Developing a Plan

By Brian Gotta, President of CoachDeck

Your first order of business should be to develop a thorough plan before each week’s practice. By using the vast library of drills available in your CoachDeck you’ll quickly be on your way to running a crisp, fun and valuable practice that will have your players constantly on the move, and eager for more learning.

Spend some time before each practice and ask the seven essential practice-planning questions:
1. What are the two or three things our team needs the most work on?
2. How much time do I have available to me?
3. What resources do I have? (i.e. field/court equipment, training devices for player stations, etc.)
4. What restrictions do I have? (i.e. missing players, splitting time on a field/court with another team, weather/field conditions, etc.)
5. How many Assistant Coaches, (or helpers), will I have at practice?
6. Which drills from CoachDeck will help me accomplish my practice objectives?

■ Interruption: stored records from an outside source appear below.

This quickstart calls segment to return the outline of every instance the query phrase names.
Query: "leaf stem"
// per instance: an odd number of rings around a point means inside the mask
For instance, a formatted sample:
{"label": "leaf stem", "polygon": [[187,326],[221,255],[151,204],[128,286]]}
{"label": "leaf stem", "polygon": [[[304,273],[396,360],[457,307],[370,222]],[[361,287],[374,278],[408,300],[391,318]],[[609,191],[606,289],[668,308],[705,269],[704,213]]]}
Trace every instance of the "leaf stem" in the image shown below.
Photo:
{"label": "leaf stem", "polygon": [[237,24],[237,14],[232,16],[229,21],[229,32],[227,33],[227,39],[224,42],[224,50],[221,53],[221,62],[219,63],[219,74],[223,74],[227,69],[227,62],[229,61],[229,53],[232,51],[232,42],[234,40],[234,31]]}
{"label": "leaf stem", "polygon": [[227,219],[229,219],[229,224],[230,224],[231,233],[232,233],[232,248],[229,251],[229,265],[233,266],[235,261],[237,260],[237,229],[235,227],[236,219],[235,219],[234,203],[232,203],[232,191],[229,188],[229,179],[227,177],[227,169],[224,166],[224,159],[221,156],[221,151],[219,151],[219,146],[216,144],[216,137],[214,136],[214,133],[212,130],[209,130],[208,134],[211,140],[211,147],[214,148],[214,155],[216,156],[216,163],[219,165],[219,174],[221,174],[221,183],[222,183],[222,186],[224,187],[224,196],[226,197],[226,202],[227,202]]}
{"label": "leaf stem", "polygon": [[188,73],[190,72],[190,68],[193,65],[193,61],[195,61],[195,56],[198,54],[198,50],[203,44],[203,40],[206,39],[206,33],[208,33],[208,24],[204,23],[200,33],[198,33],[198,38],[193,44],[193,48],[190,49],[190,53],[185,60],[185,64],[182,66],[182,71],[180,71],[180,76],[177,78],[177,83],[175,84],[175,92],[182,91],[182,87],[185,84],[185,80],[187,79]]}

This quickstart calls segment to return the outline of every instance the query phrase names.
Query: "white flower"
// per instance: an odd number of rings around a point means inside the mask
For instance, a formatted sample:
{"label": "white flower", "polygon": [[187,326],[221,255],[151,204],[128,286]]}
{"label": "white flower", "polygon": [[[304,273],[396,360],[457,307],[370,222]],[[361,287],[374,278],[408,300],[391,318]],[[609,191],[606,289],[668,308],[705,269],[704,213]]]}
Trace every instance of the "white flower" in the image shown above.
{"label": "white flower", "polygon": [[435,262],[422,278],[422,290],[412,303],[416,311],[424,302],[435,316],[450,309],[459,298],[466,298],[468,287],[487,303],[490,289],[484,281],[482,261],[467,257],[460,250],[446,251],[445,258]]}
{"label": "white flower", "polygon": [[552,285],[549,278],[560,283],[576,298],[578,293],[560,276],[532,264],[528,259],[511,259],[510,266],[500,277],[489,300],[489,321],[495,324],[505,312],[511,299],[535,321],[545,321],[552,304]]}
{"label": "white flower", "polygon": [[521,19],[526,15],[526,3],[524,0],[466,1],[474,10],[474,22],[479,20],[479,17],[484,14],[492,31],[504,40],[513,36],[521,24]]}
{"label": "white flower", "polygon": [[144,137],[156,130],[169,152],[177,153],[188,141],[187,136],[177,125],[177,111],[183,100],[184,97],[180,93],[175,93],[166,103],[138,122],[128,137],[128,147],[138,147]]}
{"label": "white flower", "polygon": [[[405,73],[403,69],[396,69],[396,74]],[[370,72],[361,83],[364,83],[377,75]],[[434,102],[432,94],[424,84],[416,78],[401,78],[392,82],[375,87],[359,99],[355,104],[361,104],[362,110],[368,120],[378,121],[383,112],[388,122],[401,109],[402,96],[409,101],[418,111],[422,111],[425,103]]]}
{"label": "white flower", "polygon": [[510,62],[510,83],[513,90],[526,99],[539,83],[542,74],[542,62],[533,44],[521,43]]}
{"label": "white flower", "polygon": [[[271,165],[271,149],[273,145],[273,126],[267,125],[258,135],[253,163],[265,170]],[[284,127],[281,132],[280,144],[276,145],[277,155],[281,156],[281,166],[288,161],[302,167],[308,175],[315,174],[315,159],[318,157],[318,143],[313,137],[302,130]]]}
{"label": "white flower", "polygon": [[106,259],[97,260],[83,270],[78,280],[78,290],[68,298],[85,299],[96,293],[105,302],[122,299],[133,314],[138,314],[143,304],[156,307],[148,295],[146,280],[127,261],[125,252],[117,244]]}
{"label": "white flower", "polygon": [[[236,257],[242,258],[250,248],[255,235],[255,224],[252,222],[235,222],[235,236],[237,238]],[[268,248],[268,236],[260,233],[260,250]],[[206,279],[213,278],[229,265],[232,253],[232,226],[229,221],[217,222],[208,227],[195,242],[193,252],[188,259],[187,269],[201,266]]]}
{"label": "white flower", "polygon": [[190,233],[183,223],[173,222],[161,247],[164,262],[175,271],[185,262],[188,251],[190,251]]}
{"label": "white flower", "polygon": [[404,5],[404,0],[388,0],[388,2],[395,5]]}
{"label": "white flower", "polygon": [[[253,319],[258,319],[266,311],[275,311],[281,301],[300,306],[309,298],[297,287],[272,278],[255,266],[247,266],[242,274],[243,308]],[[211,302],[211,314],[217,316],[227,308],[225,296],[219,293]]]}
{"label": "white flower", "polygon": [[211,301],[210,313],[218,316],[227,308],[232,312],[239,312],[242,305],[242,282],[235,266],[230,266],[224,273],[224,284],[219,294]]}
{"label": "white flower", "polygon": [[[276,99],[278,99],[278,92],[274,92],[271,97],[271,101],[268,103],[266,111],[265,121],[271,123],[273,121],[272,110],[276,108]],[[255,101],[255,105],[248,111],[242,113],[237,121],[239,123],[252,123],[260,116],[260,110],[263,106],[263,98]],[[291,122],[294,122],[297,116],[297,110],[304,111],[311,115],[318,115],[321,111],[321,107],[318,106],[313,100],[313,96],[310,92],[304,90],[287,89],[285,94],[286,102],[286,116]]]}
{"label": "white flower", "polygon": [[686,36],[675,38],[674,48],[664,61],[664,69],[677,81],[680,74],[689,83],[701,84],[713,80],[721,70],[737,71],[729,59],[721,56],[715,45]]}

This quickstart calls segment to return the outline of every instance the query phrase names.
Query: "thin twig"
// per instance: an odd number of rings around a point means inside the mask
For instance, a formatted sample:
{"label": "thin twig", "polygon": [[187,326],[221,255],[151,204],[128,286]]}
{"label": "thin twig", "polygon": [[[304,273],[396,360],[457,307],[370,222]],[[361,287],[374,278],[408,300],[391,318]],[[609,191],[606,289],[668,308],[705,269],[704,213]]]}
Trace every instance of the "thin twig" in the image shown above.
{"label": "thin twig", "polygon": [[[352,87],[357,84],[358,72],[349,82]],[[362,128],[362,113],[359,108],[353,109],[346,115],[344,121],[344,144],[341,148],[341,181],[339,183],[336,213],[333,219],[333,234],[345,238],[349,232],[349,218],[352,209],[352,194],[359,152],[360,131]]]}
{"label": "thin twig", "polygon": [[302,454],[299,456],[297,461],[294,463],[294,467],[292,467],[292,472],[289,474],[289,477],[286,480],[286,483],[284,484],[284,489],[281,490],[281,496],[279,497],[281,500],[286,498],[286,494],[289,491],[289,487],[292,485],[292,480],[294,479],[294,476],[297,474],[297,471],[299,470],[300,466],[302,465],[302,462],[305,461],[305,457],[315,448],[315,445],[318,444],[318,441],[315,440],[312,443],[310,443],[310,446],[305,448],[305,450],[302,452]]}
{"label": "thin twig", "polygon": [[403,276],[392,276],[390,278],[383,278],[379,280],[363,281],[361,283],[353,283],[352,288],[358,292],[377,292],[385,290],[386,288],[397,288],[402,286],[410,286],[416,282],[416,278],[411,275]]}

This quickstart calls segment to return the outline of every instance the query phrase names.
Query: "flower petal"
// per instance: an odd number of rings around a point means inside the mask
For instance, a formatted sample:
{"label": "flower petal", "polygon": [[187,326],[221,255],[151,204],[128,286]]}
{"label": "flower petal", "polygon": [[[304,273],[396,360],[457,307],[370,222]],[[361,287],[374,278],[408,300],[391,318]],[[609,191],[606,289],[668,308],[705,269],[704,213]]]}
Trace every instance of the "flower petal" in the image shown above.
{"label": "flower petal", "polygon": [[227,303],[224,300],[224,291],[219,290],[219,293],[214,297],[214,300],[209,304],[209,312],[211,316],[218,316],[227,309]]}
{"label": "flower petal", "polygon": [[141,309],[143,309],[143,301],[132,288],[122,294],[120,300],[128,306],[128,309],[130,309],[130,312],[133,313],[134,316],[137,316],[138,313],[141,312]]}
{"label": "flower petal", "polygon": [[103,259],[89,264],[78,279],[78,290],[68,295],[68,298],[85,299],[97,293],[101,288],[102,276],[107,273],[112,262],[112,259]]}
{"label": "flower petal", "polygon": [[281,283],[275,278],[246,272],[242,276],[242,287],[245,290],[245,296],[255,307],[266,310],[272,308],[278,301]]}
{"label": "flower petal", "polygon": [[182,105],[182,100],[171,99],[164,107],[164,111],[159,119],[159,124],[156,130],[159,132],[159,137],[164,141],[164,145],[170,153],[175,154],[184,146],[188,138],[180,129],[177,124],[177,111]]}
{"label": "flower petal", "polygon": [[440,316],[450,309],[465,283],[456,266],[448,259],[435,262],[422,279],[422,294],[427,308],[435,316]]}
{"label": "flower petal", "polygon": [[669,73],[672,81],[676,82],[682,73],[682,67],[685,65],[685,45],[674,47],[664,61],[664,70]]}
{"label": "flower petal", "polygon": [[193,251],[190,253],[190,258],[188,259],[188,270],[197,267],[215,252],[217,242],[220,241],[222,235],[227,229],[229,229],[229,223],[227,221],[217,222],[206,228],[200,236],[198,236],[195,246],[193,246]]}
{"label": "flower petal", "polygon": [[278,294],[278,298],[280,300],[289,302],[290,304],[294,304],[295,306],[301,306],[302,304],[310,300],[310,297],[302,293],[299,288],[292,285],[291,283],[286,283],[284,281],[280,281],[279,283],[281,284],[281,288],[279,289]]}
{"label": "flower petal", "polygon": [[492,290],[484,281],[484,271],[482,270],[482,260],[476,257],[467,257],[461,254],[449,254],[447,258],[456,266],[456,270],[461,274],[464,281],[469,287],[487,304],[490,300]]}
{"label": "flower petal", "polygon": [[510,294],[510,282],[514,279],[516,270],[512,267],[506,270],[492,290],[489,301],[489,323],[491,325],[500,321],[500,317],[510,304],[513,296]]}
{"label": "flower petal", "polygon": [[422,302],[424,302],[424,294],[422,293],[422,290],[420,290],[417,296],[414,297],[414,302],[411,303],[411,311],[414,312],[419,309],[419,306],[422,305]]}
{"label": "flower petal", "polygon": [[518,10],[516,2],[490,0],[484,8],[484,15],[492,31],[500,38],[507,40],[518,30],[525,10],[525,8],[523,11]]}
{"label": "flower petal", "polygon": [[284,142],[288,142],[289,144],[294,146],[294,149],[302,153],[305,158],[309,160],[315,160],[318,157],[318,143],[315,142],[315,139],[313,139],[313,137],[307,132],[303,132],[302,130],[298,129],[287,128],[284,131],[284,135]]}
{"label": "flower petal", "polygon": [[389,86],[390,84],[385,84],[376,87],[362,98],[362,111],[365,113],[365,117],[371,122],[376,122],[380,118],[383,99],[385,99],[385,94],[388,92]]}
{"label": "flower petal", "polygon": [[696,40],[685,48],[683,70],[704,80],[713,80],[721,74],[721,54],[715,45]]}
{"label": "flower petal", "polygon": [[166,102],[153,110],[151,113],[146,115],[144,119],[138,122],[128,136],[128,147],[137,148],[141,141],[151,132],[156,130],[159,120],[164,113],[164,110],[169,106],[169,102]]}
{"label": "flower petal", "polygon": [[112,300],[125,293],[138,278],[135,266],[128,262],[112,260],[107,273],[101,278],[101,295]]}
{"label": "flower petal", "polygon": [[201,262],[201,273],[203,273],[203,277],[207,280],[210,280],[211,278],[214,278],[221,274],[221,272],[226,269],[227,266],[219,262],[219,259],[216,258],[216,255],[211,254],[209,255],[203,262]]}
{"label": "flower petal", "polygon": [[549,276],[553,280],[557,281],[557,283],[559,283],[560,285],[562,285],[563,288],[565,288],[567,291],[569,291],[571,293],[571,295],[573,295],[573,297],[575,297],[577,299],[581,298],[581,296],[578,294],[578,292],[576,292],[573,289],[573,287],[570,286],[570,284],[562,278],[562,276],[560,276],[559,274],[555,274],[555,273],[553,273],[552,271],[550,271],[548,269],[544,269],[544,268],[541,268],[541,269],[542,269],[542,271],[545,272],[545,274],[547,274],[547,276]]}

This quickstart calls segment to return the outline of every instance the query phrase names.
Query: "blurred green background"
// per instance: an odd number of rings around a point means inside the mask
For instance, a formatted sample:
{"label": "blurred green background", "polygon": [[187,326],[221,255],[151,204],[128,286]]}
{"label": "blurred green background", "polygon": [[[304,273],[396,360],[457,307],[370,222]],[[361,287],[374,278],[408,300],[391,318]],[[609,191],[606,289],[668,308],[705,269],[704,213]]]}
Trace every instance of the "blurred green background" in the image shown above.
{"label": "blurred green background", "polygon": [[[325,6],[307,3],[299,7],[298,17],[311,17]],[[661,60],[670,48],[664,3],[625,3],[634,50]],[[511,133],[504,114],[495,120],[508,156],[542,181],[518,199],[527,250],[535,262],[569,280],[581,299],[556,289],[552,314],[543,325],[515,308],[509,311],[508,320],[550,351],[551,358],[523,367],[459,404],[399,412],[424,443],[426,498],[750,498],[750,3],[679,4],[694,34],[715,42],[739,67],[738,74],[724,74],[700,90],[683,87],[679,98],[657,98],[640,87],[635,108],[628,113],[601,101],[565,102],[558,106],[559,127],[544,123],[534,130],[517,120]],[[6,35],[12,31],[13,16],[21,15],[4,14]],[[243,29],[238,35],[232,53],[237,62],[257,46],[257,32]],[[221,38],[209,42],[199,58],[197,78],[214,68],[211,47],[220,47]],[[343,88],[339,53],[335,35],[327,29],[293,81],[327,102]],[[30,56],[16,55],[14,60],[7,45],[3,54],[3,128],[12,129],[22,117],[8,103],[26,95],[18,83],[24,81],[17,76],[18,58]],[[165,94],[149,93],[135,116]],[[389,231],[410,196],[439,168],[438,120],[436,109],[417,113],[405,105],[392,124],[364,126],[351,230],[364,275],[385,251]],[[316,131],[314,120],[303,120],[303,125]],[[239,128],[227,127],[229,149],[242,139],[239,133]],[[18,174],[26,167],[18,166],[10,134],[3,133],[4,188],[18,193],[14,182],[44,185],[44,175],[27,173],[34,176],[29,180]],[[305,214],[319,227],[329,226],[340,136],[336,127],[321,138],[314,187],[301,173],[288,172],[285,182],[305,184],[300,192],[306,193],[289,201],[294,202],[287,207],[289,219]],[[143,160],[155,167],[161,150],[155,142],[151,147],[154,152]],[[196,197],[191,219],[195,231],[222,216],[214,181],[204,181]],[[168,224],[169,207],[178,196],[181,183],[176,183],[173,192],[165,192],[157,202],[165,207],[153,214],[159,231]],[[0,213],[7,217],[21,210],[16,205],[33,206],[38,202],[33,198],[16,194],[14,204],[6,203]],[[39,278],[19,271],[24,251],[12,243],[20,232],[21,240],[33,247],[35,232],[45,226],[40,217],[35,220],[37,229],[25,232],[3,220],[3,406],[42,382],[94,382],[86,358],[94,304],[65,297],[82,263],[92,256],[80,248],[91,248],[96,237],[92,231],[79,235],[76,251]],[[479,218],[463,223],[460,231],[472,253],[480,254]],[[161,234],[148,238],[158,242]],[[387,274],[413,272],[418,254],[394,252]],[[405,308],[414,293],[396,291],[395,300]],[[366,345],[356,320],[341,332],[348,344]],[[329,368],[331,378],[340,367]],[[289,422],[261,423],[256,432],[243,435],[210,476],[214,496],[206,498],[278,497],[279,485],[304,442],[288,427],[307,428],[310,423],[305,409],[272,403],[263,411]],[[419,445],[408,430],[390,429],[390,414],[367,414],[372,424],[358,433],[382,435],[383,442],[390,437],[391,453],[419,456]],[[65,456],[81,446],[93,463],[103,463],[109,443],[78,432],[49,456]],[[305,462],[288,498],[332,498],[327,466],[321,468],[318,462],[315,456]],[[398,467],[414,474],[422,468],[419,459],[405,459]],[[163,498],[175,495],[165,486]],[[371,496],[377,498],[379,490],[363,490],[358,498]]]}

The necessity of question one is clear. Since you will have a limited amount of time, and attention from your players, you’ll want to utilize it wisely. I have probably never run a practice when I felt I wouldn’t have liked to cover at least four more things when it was over. You’ll need to decide which three or four aspects of the game your team needs the most work on, and try to really dig in and hit those areas hard. And since you know how much time you have, you should try to prioritize the things you’re going to cover and give them each a pre-determined amount of time.
You may also want to spend a little time considering the resources available to you. If you are coaching baseball, for instance, and the field you will be using has a batting cage, or if you own your own net, you can have a station dedicated to hitting that is separate from the rest of the field. In soccer or basketball you may need to practice on a field/court with only one goal. Certain drills would be better than others in these cases. The same holds true for question four, “What restrictions do I have?” If you are going to be without four players, you may not be able to plan an inter-squad scrimmage. If you know it will be wet and rainy, it might be better to do fewer drills that involve running at full speed and changing direction, and do more static drills where kids won’t be as prone to slip and fall.

And knowing how many coaches you’ll have to help out will help you plan which of the drills you’ll be able to pull from the deck so that all of your players are constantly in motion. With the answers to these six questions you can easily come up with an effective game plan, allowing you to run a fast-paced and organized practice for your players.